EDITORIAL 40 years later: The youth protest movement in retrospect … and what we can do about it
Stephen Proffitt
Contributing Writer
As I walk around the city, I see peace signs everywhere—spray-painted on buildings, printed on Victoria’s Secret outfits, as bumper stickers on minivans. The peace sign has always been used to symbolize anti-war initiatives throughout the cold war, and became known as a visual connection to pacifism, especially during the youth protest of the Vietnam War. Today, we are still at war in the Middle East. Though war has continued throughout the decades, it seems that peace has become more of a culturally idolized symbol than a political statement aimed at pacification.
During the Vietnam War, a large American student population protested the war in a unique way. Many radical cultural and political leaders of the movement laid plans for revolution by encouraging their generation to grow their hair long, take acid tests, riot, protest, run for office, and even attempt to make the White House float using psychedelically-induced telepathic power. Despite their radical efforts, they never really changed the culture or system of government in America in any distinct fashion. For a significant percent of the populous, the non-student hip lifestyle was more about getting high, hitchhiking across the country, and being ‘in’ with the revolution than actually organizing their skills to take more efficient and mature action toward social equality, which lies beyond the government against whom the youth protested so strongly.

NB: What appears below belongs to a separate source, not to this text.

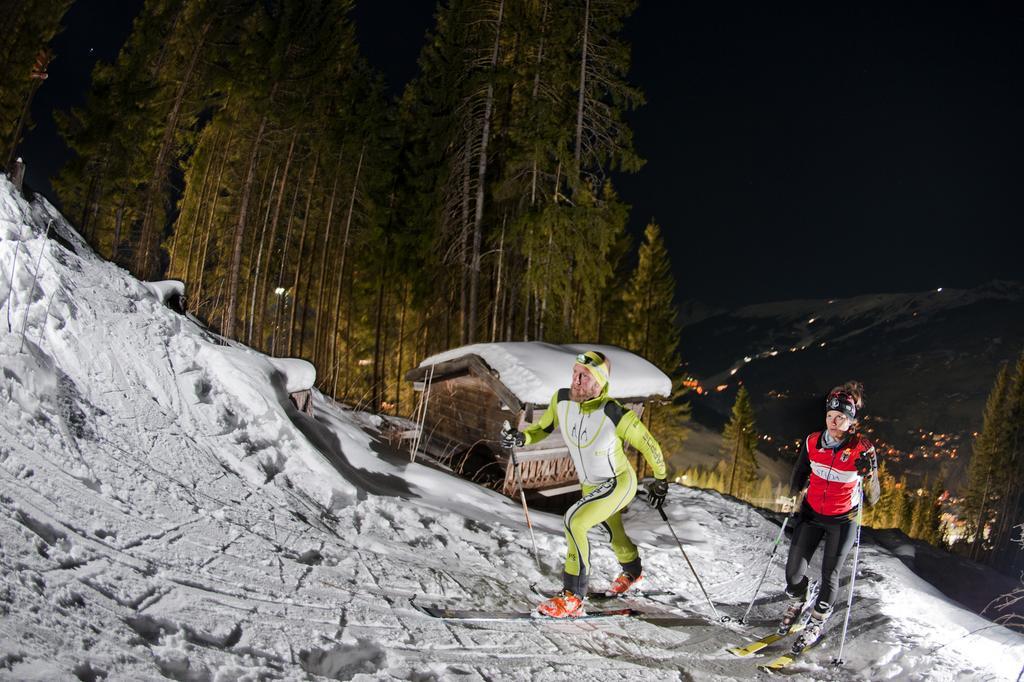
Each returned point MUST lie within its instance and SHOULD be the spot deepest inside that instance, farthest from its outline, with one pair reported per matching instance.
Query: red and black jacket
(830, 474)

What if the revolutionaries had encouraged the youth to stay in school and change the function of our country from the inside out? The movement utilized a very experimental and unique vision, but it is easy to see that the hippie generation failed in their humanitarian initiatives by actually causing more conflict within America. This leads to a more important issue: How can we learn from this generation’s mistakes while adapting to address current problems? With the present era engrossed by international terrorism, natural disasters, racial injustice, increasing pollution, and massive poverty, it is important that we not only crank up the steam, but exceed the efforts of the past to deal with the unique challenge of our current era’s moral and political shortcomings.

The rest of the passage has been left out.